Circular Economy: Time to unleash the power of consumers

So far, actions to boost the development of a circular economy in Europe have centred on production, getting industries to introduce circular business models and bring circular options to the market.

Now conditions are ripe for getting consumers involved, and empowering them to make sustainable purchasing choices in their daily lives, says an EESC report adopted in July.

In the report, entitled Consumers in the circular economy, the European Economic and Social Committee calls for a strategic shift to place consumers at the centre of public policy on the circular economy at all levels of government in Europe.

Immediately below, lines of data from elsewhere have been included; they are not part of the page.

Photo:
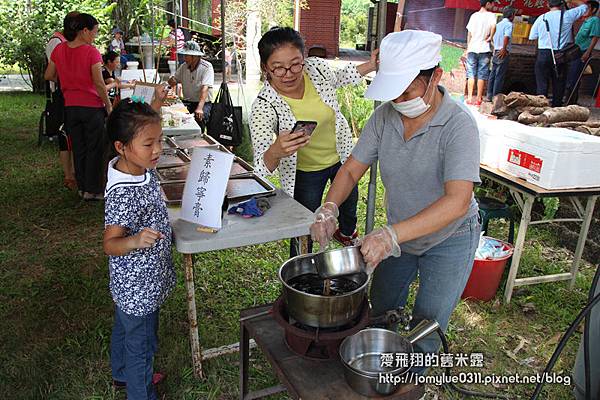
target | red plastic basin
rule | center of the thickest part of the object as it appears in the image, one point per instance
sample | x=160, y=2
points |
x=486, y=275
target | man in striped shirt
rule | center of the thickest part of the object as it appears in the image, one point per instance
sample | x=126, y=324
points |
x=197, y=78
x=176, y=40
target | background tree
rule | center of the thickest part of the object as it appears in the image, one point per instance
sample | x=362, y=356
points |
x=26, y=26
x=353, y=22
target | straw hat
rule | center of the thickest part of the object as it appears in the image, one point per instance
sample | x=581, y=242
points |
x=191, y=48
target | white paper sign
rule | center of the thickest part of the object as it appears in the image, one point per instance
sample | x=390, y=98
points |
x=128, y=75
x=205, y=187
x=145, y=91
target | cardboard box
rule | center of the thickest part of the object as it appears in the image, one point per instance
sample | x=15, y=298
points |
x=552, y=158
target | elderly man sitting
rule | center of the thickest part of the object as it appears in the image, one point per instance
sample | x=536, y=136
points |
x=196, y=77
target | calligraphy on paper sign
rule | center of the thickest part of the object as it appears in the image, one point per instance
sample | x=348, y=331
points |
x=205, y=186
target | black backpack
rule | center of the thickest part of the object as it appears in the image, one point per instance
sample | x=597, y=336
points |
x=225, y=121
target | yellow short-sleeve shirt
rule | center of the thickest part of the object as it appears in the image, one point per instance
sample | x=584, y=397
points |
x=320, y=152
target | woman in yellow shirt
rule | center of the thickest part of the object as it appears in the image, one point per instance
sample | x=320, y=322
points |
x=303, y=89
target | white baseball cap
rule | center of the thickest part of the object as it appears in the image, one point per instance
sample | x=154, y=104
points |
x=402, y=56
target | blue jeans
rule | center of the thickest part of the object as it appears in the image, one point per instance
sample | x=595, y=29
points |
x=544, y=71
x=478, y=65
x=575, y=68
x=132, y=346
x=443, y=273
x=496, y=81
x=308, y=191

In the first stage of the circular economy, consumers have been confined to the role of urban agents recycling domestic waste, while the focus has been on business. European Commission initiatives, the EESC points out, have targeted regulation and production, boosting recycling levels and introducing the concept of eco-design.

Now we are beginning to see major changes from large industries. With major groups such as H&M embracing the circular model and Ikea starting to roll out a leasing model for kitchens in over 30 countries, business can be said to have come on board.

“Now it is time for the Circular Economy 2.0 to tackle the consumer end”, says EESC rapporteur Carlos Trias Pintó, urging the European Commission to spearhead the shift in its forthcoming initiatives.

This second phase, he stresses, will hinge on consumer information. Studies show that, while consumers are keenly aware of the social and environmental challenges, the price of a product or service frequently carries more weight in their decision than the intrinsic quality of their purchases. Information and education, however, are key factors in steering them towards circular behaviour patterns. Education and lifelong learning must therefore be put in place and consumers provided with the most objective information possible.

The EESC makes the case for voluntary labelling as a step towards mandatory labelling, indicating the product’s social and environmental footprint – emission reduction, biodiversity conservation, resource efficiency or avoidance of components with a high environmental impact, estimated lifespan, possibility of obtaining spare parts and options for repair.

However, even though information and education can go a long way towards steering consumers towards green, repairable, long-lasting products, many people will not be able to afford them. As an incentive, the EESC suggests that the Member States could adopt a rewards-based approach and local administrations could use public procurement to support sustainable suppliers.